There is a curved gate at the end of the rope to be cut and a straight gate at the other end.

Petzl String


To prevent the curved carbine from spinning when clipping in, a rubber mount "Petzl String" can be fitted to lock it in place. Petzl String is available in different sizes and fits several types of slings.

HSE


The most common lock model is called HMS and is a screw carabiner. They are adapted for use with HMS knots due to their pear shape.
They are also used to build anchors and as a securing carabiner for the harness.

D-shape


D-shaped carabiners are suitable for connecting chest straps etc. as they can be loaded in 3 directions.

Special Carabiners


Special Carabiners with extra loop is used where there is a need for extra friction.

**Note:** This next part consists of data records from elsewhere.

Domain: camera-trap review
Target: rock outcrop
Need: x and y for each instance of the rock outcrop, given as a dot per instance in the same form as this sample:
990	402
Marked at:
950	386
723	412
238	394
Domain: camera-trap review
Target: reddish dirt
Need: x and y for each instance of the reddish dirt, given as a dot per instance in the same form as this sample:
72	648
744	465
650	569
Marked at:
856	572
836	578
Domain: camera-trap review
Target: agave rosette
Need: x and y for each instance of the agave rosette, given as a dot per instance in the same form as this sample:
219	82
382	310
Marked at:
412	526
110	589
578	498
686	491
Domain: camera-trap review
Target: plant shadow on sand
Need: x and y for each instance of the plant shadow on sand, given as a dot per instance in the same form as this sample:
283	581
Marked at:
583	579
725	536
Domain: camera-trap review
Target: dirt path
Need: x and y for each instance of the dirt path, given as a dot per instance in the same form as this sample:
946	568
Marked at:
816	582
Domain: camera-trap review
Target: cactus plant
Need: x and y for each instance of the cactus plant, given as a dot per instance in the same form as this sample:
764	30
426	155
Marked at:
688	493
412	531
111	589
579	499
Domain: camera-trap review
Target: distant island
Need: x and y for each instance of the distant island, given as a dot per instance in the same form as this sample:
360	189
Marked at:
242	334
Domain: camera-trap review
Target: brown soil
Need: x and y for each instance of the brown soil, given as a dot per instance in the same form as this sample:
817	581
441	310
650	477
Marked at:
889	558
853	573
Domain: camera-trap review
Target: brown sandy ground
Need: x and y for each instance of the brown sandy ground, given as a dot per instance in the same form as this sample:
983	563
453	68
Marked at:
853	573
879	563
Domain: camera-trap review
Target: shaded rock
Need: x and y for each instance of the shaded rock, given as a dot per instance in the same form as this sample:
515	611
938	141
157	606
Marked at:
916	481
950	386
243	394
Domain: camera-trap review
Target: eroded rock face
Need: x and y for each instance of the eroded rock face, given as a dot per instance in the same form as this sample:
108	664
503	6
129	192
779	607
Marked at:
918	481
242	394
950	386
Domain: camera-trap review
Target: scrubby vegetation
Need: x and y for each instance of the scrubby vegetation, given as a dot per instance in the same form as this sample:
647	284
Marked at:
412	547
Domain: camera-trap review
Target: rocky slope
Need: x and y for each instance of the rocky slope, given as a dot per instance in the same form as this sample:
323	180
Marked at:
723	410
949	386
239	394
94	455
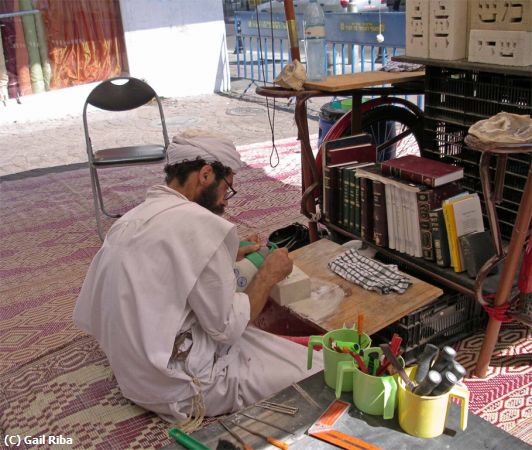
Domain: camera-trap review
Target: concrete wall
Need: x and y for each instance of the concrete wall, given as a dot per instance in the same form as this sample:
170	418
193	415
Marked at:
177	46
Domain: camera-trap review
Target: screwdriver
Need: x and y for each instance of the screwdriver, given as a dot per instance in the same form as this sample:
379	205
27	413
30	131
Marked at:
275	442
236	436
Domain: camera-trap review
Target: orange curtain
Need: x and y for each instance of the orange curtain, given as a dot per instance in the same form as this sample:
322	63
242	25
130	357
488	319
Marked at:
85	40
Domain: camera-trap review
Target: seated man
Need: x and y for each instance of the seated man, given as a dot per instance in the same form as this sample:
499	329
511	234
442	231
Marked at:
160	296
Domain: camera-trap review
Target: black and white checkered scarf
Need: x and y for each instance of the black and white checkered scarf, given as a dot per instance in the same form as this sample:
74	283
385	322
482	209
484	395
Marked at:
369	273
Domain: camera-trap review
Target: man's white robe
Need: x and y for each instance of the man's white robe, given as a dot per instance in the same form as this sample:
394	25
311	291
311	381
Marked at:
166	268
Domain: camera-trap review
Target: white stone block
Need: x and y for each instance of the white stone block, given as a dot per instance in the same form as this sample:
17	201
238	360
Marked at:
509	48
417	28
501	15
448	29
293	288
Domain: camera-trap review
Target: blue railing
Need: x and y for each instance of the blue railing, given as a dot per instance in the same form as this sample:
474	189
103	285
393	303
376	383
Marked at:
263	47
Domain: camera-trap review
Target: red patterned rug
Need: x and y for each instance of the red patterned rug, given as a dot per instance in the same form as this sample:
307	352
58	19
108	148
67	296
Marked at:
55	380
504	397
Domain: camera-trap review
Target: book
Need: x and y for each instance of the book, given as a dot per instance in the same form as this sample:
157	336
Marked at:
450	226
422	170
440	241
405	207
356	215
366	209
380	221
332	202
358	148
468	219
390	217
476	248
463	215
345	218
429	199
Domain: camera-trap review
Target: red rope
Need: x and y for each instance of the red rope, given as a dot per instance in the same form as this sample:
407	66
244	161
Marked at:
497	312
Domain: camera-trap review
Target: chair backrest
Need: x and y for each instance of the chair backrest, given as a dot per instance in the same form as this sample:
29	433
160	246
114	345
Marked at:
121	94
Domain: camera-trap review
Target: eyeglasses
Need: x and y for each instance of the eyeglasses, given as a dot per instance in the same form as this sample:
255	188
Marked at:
230	192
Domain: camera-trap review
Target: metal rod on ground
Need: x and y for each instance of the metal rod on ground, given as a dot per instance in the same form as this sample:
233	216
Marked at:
236	436
275	442
265	422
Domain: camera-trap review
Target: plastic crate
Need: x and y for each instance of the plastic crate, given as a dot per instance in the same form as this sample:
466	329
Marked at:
465	96
448	319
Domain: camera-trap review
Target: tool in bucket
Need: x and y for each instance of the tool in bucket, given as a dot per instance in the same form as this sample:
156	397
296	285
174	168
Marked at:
323	429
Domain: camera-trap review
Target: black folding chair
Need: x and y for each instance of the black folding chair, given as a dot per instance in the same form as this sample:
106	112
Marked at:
120	94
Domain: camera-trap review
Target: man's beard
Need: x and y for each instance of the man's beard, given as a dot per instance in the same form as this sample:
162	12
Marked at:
209	199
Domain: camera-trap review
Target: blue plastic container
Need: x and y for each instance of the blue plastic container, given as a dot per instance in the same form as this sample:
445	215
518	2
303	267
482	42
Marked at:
330	113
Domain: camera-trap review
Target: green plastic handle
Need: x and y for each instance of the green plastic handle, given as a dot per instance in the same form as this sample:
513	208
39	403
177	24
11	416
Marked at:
312	342
186	440
342	366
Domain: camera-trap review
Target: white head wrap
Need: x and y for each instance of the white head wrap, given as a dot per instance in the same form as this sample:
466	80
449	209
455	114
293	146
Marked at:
199	144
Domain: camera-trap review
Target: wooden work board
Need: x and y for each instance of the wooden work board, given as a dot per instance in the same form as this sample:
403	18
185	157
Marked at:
379	310
353	81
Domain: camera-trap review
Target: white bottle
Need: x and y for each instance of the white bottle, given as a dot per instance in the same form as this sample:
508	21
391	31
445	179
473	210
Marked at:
314	26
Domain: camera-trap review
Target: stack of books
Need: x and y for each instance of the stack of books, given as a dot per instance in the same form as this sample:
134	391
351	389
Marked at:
411	204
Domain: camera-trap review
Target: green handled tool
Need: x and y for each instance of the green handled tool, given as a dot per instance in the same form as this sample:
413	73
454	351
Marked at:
186	440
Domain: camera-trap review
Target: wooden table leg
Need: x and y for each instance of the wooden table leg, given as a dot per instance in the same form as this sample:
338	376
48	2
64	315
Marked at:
519	233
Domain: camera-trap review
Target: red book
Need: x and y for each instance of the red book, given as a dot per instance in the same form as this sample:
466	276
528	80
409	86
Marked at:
422	170
359	148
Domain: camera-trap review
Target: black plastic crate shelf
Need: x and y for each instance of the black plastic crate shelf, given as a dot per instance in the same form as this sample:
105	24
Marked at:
444	141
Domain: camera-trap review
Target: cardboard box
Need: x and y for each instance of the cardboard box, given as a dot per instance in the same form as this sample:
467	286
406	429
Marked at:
417	28
501	15
448	27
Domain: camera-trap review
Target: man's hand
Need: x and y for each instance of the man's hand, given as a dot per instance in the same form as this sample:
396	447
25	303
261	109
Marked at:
243	251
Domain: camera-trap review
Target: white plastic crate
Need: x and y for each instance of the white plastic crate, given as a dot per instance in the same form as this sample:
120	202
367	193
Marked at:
501	15
417	28
448	27
510	48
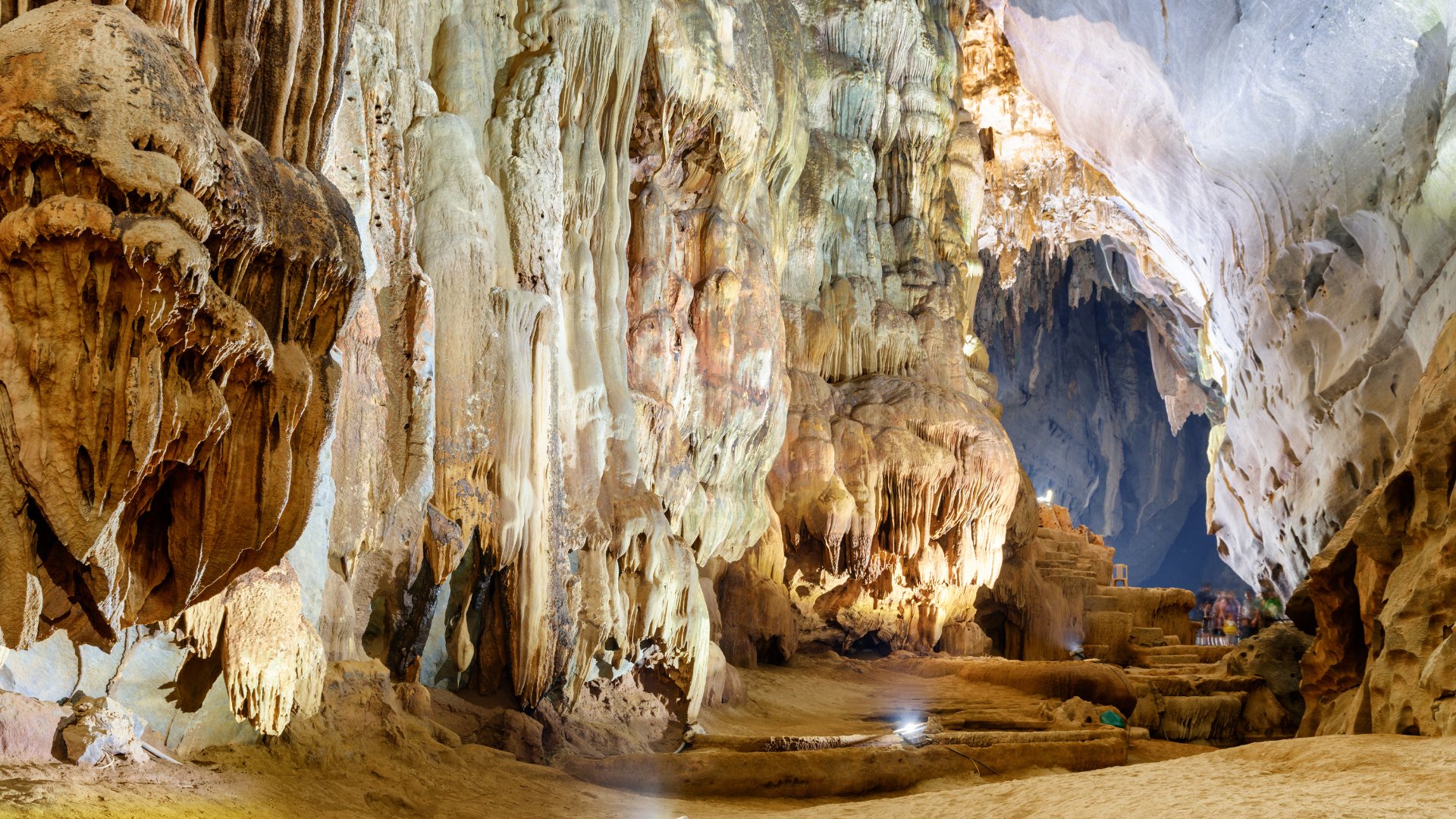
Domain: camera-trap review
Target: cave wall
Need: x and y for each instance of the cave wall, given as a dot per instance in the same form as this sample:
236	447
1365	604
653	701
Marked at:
1291	168
1074	360
1291	171
579	319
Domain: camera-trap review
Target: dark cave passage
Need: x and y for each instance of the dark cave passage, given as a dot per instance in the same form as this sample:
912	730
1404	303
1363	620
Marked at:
1081	403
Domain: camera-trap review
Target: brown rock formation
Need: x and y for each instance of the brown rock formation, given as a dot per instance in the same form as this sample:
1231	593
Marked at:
1383	657
171	297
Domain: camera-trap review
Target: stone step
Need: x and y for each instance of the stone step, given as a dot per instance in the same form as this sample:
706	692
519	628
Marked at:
1169	661
1204	653
1147	637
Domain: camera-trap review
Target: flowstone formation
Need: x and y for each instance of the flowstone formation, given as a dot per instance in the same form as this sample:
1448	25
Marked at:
172	290
693	340
663	354
1320	267
1323	276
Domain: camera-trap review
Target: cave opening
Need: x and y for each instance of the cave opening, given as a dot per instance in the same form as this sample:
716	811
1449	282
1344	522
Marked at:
1072	346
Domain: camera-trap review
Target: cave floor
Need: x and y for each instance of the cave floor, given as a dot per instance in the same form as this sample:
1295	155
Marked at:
1337	776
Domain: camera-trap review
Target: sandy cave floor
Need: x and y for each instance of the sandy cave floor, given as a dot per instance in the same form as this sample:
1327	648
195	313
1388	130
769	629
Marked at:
1340	776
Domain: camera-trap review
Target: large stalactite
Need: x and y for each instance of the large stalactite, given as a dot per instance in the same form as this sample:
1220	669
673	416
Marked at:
573	350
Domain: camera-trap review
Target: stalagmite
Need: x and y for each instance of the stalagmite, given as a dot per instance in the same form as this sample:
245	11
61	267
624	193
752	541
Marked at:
389	378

For example, when firing from the top. Plastic material carabiners are only for material as they do not hold more than a maximum of 5 kg. When they sit on the harness, they are angled outwards, which makes it easier to connect ice screws, for example.

Celebratory eights


Some products are customised for specific carbine models. For example, this celebration mat has a hole for the carabiner that does not fit all types of carbines. With the right carbine, the eighth will not slide around on the carbine but remain in its proper position.